The finding should bring cheers to Nabanna as it indicates a spike in consumption expenditure in rural Bengal.
The survey was conducted among 600-odd families spread across over 100 villages in the Jungle Mahal.
In the backdrop of a steady drop in monthly consumption expenditure — indicating a decline in the standard of living — across the country in recent years, the survey has endorsed the hypothesis that direct benefit transfer not only improves the quality of life of the beneficiaries but also gives the economy a big push.
The main focus of the survey was on how the women living in the remotest pockets were spending the money they received under the Lakshmir Bhandar scheme.
Lakshmir Bhandar was launched by the Mamata Banerjee government in June, shortly after she had come to power for the third consecutive term. The scheme provides Rs 1,000 to women heads of Scheduled Caste and Scheduled Tribe families and Rs 500 to those in general categories every month. The state government needs to spend around Rs 16,000 crore annually for the scheme.
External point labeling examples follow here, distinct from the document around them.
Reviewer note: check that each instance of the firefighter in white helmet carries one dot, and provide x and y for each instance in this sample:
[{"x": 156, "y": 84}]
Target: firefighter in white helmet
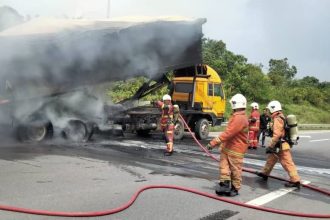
[
  {"x": 254, "y": 126},
  {"x": 233, "y": 143},
  {"x": 167, "y": 121},
  {"x": 279, "y": 149}
]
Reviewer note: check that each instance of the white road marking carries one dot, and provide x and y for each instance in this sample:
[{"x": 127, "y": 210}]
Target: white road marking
[
  {"x": 272, "y": 195},
  {"x": 319, "y": 140}
]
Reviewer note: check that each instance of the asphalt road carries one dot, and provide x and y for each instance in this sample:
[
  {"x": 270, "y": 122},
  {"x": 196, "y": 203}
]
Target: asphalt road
[{"x": 105, "y": 173}]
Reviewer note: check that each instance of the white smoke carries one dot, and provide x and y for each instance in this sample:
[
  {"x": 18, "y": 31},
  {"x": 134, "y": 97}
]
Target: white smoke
[{"x": 46, "y": 59}]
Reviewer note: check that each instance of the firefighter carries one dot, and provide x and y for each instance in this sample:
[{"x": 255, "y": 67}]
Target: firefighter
[
  {"x": 233, "y": 143},
  {"x": 167, "y": 122},
  {"x": 254, "y": 123},
  {"x": 264, "y": 122},
  {"x": 279, "y": 149}
]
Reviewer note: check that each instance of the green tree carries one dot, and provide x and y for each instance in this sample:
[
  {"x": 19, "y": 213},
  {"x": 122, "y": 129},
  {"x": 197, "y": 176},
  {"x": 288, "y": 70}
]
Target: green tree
[{"x": 280, "y": 72}]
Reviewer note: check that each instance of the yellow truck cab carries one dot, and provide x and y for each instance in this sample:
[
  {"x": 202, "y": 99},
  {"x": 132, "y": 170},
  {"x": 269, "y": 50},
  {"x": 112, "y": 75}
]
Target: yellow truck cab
[{"x": 199, "y": 92}]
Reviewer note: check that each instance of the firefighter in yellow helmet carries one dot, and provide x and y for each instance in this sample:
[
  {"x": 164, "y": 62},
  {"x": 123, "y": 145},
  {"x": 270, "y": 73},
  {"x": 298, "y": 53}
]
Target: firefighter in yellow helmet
[
  {"x": 279, "y": 149},
  {"x": 234, "y": 143},
  {"x": 254, "y": 125},
  {"x": 167, "y": 121}
]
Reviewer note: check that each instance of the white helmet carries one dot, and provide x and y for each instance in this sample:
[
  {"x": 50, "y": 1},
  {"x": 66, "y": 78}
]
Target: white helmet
[
  {"x": 274, "y": 106},
  {"x": 167, "y": 97},
  {"x": 238, "y": 101},
  {"x": 255, "y": 105}
]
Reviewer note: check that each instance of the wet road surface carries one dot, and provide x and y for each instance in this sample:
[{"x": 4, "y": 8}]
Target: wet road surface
[{"x": 105, "y": 173}]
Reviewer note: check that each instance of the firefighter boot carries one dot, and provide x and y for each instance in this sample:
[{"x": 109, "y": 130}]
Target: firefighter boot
[
  {"x": 262, "y": 175},
  {"x": 293, "y": 184},
  {"x": 168, "y": 153},
  {"x": 233, "y": 192},
  {"x": 223, "y": 188}
]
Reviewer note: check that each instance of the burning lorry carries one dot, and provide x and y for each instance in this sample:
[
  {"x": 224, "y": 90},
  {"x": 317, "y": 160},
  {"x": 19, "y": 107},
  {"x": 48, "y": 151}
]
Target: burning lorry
[{"x": 48, "y": 67}]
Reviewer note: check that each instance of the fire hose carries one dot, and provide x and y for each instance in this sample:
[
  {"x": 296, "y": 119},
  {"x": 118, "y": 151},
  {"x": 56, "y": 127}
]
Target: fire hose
[{"x": 185, "y": 189}]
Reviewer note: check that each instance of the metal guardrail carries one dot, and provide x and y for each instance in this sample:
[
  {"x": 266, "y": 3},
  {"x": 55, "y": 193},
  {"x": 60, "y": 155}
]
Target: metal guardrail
[
  {"x": 314, "y": 126},
  {"x": 300, "y": 126}
]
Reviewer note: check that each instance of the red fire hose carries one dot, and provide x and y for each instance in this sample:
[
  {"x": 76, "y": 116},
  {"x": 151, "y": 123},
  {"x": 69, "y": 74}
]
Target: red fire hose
[{"x": 212, "y": 196}]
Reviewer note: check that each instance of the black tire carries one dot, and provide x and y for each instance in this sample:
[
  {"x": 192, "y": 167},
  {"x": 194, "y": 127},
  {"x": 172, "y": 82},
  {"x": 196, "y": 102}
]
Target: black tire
[
  {"x": 178, "y": 130},
  {"x": 76, "y": 131},
  {"x": 202, "y": 129},
  {"x": 143, "y": 133}
]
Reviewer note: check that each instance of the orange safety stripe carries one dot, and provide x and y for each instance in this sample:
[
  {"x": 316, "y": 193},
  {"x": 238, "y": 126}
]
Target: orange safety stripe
[{"x": 233, "y": 153}]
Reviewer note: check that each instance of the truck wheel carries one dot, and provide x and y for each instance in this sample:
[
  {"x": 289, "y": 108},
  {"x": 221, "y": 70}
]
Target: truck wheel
[
  {"x": 76, "y": 131},
  {"x": 202, "y": 129},
  {"x": 178, "y": 130},
  {"x": 143, "y": 133}
]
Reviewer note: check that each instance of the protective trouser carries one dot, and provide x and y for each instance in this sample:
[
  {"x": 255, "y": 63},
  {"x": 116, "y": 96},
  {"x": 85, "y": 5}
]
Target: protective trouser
[
  {"x": 169, "y": 133},
  {"x": 231, "y": 169},
  {"x": 253, "y": 138},
  {"x": 285, "y": 158},
  {"x": 262, "y": 133}
]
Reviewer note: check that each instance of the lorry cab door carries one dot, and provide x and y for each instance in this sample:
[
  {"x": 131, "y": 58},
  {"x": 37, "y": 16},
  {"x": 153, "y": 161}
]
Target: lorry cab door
[{"x": 216, "y": 98}]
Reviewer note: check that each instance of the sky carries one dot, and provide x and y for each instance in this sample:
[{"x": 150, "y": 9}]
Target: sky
[{"x": 260, "y": 30}]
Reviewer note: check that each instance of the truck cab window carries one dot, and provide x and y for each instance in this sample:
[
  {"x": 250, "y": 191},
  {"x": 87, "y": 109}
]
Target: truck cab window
[
  {"x": 218, "y": 90},
  {"x": 210, "y": 89},
  {"x": 183, "y": 87}
]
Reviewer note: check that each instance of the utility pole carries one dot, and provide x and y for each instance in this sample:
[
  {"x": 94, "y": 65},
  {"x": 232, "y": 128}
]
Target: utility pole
[{"x": 108, "y": 10}]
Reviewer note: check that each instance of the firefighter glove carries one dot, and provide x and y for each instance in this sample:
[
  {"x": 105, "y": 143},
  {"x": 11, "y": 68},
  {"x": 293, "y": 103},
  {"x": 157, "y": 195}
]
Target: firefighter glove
[
  {"x": 272, "y": 150},
  {"x": 209, "y": 147}
]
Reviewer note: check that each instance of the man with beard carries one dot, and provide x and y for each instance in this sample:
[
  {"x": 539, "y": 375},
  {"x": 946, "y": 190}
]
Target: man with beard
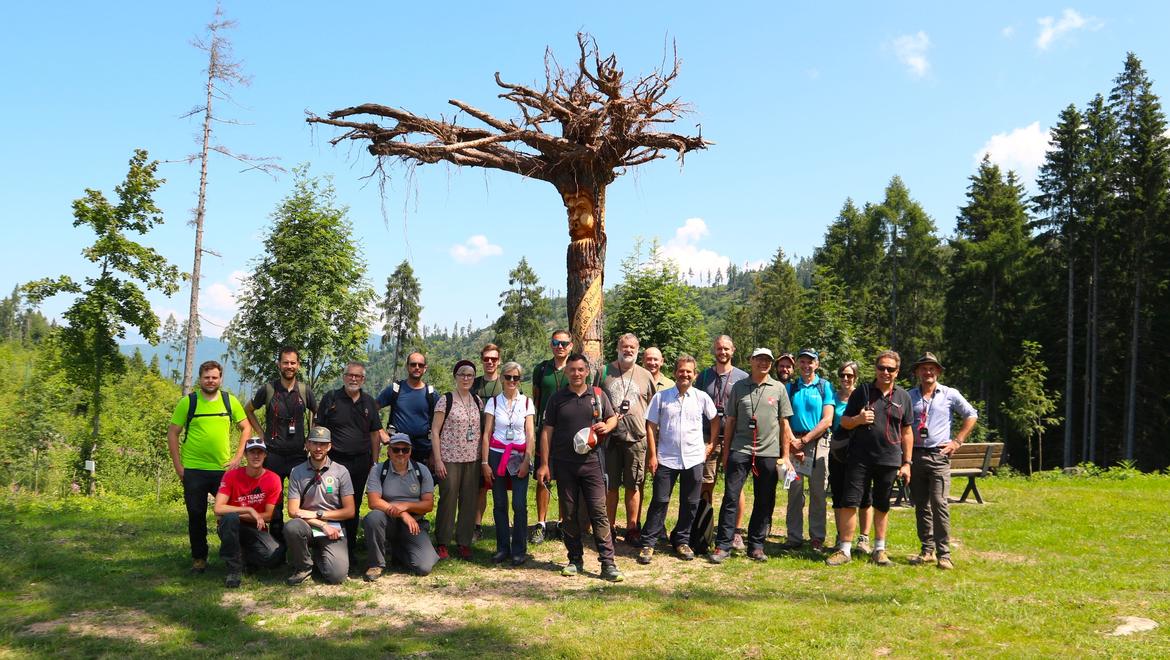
[
  {"x": 630, "y": 389},
  {"x": 717, "y": 382},
  {"x": 355, "y": 426},
  {"x": 286, "y": 400},
  {"x": 879, "y": 417},
  {"x": 206, "y": 417}
]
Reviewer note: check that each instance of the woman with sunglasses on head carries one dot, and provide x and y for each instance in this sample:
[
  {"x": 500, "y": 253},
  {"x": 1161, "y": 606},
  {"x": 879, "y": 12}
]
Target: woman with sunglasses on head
[
  {"x": 509, "y": 441},
  {"x": 455, "y": 442},
  {"x": 838, "y": 458}
]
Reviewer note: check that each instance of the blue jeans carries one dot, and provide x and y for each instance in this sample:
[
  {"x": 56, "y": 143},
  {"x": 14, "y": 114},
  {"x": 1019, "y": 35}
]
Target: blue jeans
[{"x": 510, "y": 541}]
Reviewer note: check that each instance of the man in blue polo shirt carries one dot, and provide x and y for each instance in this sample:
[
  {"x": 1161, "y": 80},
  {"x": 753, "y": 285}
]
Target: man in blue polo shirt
[
  {"x": 934, "y": 406},
  {"x": 812, "y": 416}
]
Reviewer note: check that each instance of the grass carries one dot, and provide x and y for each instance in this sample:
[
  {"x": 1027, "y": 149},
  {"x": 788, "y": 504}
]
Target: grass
[{"x": 1043, "y": 570}]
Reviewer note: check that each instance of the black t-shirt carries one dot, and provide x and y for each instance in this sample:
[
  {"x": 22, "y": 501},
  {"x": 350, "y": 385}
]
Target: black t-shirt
[
  {"x": 284, "y": 414},
  {"x": 350, "y": 423},
  {"x": 879, "y": 444},
  {"x": 568, "y": 413}
]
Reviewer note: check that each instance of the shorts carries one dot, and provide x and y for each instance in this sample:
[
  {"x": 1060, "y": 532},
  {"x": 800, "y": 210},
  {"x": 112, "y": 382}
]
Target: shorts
[
  {"x": 837, "y": 471},
  {"x": 711, "y": 466},
  {"x": 858, "y": 478},
  {"x": 625, "y": 463}
]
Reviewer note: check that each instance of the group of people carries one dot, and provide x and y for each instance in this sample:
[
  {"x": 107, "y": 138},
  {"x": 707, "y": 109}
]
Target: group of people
[{"x": 594, "y": 431}]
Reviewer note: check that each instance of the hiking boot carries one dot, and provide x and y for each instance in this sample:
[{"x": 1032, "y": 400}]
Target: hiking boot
[
  {"x": 864, "y": 544},
  {"x": 298, "y": 577},
  {"x": 737, "y": 541},
  {"x": 792, "y": 544},
  {"x": 921, "y": 558},
  {"x": 838, "y": 558},
  {"x": 611, "y": 572}
]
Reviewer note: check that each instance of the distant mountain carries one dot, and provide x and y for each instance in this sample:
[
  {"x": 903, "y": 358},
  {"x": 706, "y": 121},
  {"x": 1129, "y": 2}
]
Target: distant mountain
[{"x": 208, "y": 348}]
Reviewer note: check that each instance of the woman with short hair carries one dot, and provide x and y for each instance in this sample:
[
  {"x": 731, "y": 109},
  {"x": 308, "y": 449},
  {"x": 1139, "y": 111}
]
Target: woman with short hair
[{"x": 506, "y": 453}]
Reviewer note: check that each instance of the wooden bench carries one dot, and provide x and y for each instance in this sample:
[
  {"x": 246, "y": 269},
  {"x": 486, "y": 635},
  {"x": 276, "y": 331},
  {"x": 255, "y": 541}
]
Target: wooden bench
[{"x": 972, "y": 460}]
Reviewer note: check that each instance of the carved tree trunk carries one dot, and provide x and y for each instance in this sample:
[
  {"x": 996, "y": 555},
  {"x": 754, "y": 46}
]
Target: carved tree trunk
[{"x": 585, "y": 260}]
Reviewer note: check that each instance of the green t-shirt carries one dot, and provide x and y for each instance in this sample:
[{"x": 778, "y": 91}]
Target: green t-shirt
[
  {"x": 769, "y": 401},
  {"x": 208, "y": 441}
]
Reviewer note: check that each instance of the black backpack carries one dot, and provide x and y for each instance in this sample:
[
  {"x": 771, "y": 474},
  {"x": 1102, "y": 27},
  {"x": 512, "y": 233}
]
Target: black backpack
[{"x": 702, "y": 529}]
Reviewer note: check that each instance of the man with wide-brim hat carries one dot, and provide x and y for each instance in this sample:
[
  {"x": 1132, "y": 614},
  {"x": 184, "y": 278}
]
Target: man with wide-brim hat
[{"x": 934, "y": 406}]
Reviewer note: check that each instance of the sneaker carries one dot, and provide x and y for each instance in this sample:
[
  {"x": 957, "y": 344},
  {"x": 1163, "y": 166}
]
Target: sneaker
[
  {"x": 838, "y": 558},
  {"x": 921, "y": 558},
  {"x": 737, "y": 541},
  {"x": 864, "y": 544},
  {"x": 611, "y": 572},
  {"x": 298, "y": 577},
  {"x": 792, "y": 544}
]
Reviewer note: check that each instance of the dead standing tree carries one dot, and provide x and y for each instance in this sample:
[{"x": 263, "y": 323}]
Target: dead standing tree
[{"x": 605, "y": 126}]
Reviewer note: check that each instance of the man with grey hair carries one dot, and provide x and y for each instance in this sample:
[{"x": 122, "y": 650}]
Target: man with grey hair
[{"x": 630, "y": 389}]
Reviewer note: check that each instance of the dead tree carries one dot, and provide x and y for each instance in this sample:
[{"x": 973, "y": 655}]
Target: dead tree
[
  {"x": 579, "y": 132},
  {"x": 222, "y": 73}
]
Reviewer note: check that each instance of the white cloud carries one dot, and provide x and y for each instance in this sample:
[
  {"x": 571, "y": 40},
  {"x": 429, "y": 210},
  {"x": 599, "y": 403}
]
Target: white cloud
[
  {"x": 474, "y": 249},
  {"x": 683, "y": 249},
  {"x": 912, "y": 50},
  {"x": 1053, "y": 28},
  {"x": 1021, "y": 150}
]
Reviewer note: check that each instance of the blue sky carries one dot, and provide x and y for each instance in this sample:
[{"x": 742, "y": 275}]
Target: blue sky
[{"x": 807, "y": 107}]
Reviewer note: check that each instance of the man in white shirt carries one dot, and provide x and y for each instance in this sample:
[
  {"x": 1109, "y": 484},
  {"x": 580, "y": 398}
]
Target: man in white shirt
[{"x": 676, "y": 448}]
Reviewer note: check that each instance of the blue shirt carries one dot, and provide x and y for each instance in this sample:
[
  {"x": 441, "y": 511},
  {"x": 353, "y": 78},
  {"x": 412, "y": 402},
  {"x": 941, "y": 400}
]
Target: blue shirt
[
  {"x": 809, "y": 404},
  {"x": 936, "y": 413}
]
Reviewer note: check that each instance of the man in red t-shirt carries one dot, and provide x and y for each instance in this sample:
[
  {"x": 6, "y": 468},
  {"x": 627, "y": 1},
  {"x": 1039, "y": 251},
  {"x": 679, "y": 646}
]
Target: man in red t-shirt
[{"x": 245, "y": 503}]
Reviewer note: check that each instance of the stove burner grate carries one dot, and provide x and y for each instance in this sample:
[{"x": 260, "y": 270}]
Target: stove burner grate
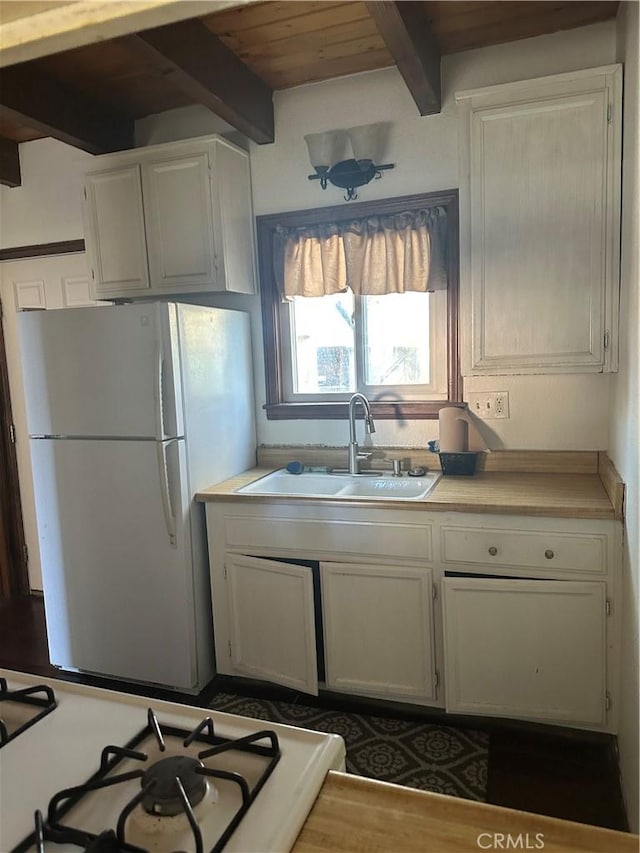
[
  {"x": 170, "y": 786},
  {"x": 40, "y": 696}
]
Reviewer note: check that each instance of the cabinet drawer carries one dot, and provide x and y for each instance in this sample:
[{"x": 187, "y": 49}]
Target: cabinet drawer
[
  {"x": 552, "y": 551},
  {"x": 311, "y": 537}
]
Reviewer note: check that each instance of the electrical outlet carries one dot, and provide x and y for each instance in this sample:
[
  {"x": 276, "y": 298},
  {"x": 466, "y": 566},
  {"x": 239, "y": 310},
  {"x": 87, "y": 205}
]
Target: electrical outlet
[{"x": 489, "y": 404}]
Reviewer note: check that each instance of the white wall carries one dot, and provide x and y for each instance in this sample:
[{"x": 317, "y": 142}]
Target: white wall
[
  {"x": 625, "y": 406},
  {"x": 47, "y": 207}
]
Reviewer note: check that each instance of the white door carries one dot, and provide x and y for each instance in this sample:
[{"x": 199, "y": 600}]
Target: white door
[
  {"x": 526, "y": 649},
  {"x": 99, "y": 372},
  {"x": 378, "y": 629},
  {"x": 114, "y": 225},
  {"x": 179, "y": 222},
  {"x": 272, "y": 620},
  {"x": 115, "y": 552}
]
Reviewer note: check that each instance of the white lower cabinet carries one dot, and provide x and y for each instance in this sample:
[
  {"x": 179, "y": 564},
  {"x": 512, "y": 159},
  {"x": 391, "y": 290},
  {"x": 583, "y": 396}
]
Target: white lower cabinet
[
  {"x": 531, "y": 649},
  {"x": 493, "y": 615},
  {"x": 378, "y": 630},
  {"x": 271, "y": 621}
]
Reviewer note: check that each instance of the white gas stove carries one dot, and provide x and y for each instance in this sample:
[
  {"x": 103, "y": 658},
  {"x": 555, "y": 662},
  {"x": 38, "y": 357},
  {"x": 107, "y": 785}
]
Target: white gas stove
[{"x": 88, "y": 769}]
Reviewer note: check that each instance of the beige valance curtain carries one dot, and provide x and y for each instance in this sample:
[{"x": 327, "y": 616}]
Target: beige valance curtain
[{"x": 394, "y": 253}]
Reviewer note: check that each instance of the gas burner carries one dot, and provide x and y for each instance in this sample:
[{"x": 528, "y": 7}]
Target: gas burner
[
  {"x": 167, "y": 806},
  {"x": 163, "y": 781},
  {"x": 20, "y": 709}
]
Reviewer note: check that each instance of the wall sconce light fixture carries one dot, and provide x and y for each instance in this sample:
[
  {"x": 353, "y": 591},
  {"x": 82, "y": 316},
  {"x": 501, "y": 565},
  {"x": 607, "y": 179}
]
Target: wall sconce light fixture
[{"x": 327, "y": 152}]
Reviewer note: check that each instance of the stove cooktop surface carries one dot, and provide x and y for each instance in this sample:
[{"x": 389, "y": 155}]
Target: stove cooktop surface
[{"x": 95, "y": 736}]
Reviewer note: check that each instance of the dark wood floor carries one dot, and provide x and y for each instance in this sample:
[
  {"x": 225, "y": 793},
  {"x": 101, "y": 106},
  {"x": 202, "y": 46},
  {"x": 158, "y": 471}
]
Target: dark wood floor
[{"x": 558, "y": 772}]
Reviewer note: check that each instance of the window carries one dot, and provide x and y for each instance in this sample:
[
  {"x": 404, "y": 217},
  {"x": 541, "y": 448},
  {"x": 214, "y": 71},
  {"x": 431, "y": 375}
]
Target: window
[{"x": 400, "y": 349}]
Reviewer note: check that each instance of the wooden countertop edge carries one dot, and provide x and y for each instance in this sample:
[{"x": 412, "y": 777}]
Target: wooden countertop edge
[
  {"x": 564, "y": 507},
  {"x": 352, "y": 813},
  {"x": 612, "y": 483}
]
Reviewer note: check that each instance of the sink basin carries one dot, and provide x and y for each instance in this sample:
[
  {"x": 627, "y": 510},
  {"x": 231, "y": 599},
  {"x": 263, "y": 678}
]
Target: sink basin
[{"x": 353, "y": 486}]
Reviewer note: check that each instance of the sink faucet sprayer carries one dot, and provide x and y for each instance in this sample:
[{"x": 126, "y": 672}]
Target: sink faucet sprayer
[{"x": 369, "y": 425}]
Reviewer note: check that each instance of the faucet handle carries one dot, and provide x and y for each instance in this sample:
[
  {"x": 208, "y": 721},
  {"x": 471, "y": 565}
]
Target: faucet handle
[{"x": 396, "y": 465}]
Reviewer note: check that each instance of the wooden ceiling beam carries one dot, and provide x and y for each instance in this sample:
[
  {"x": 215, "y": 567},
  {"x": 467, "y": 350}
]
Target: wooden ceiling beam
[
  {"x": 38, "y": 100},
  {"x": 202, "y": 66},
  {"x": 9, "y": 163},
  {"x": 405, "y": 29}
]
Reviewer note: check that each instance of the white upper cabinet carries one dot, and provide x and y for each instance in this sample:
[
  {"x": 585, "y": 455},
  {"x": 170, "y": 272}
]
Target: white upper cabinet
[
  {"x": 114, "y": 231},
  {"x": 170, "y": 219},
  {"x": 540, "y": 223}
]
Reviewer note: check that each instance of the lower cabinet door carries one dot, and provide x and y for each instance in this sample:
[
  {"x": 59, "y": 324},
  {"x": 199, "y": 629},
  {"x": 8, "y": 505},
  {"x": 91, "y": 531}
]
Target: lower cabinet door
[
  {"x": 525, "y": 648},
  {"x": 272, "y": 623},
  {"x": 378, "y": 630}
]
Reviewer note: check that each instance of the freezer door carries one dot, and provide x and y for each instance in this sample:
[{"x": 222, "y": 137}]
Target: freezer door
[
  {"x": 116, "y": 558},
  {"x": 103, "y": 372},
  {"x": 217, "y": 392}
]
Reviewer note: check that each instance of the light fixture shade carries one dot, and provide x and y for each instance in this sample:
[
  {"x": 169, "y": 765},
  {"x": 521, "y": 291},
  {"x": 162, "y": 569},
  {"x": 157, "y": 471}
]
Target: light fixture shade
[
  {"x": 368, "y": 142},
  {"x": 326, "y": 149}
]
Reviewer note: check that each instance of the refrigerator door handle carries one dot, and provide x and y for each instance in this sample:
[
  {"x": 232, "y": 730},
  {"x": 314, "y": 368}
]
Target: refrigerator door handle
[
  {"x": 159, "y": 392},
  {"x": 165, "y": 491}
]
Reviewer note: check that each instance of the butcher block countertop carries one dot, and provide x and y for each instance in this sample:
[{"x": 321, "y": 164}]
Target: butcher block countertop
[
  {"x": 596, "y": 494},
  {"x": 354, "y": 815}
]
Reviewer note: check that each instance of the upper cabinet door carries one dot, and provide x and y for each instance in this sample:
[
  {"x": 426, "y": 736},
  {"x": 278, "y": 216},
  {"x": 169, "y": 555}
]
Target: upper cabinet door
[
  {"x": 114, "y": 221},
  {"x": 543, "y": 220},
  {"x": 179, "y": 221},
  {"x": 170, "y": 219}
]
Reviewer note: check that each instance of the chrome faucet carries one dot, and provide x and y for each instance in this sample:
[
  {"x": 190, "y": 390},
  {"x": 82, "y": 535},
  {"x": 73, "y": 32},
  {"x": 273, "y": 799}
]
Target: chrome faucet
[{"x": 369, "y": 425}]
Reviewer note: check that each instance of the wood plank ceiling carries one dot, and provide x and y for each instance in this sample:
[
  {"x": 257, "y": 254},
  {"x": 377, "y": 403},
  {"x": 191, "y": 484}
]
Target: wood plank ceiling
[{"x": 231, "y": 61}]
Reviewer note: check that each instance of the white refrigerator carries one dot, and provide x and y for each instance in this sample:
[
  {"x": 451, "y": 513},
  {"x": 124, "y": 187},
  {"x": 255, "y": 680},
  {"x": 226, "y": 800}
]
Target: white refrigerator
[{"x": 132, "y": 409}]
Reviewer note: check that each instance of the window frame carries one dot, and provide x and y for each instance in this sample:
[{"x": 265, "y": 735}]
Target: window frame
[{"x": 276, "y": 405}]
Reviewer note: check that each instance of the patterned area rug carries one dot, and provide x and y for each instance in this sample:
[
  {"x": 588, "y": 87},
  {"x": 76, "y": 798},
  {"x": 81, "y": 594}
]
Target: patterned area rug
[{"x": 433, "y": 758}]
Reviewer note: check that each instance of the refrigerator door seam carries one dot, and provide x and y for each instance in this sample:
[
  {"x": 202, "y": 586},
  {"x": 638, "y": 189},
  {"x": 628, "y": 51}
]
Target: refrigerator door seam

“It is heartening to note that a significant majority of women are using the money for daily essential needs, which means the dole has increased their monthly consumption expenditure,” said Pravat Kumar Shit, supervisor of the research work.
Soumen Bisui, a PhD scholar at the Research Centre in Natural and Applied Sciences at Raja Narendra Lal Khan Women’s College (autonomous) under Vidyasagar University, carried out the survey under Shit, an assistant professor of geography of the college, as part of a research on sustainable rural livelihood and women empowerment in the Jungle Mahal.
According to the finding, around 43 per cent are spending the major part of the monthly dole in buying groceries (25 per cent) and utensils and home use items (18 per cent).
“About 10 per cent women have been using it to pay tuition fees or for education purposes and 23 per cent to meet expenditure needs in agriculture. The survey shows 7 per cent of the beneficiaries use the money in rearing of livestock and 5 per cent to purchase LPG cylinders. Five per cent are saving the money, while 4 per cent are repaying small loans. Three per cent are using the money for miscellaneous purposes,” said Shit, who had drawn up the research guidelines.
Bisui and a team of researchers visited the villages and directly interacted with the beneficiaries and their family members to understand what they were doing with the money.
“The money may just seem like a minor dole, but our limited field research has shown that consumption expenditure in remote areas is growing…. The fact that people are spending the money on agricultural activities or livestock rearing is good news as it is bound to result in a spike in income,” he added.
In the backdrop of the Covid-19 pandemic, India’s per capita real private final consumption in 2020-21 regressed to its level three years ago.
The researcher duo said while a detailed survey was required to find out whether Lakshmir Bhandar was helping Bengal buck the national trend, there is little doubt that the monthly dole has come as a real help for the poorest of the poor in the state and given a push to consumption expenditure.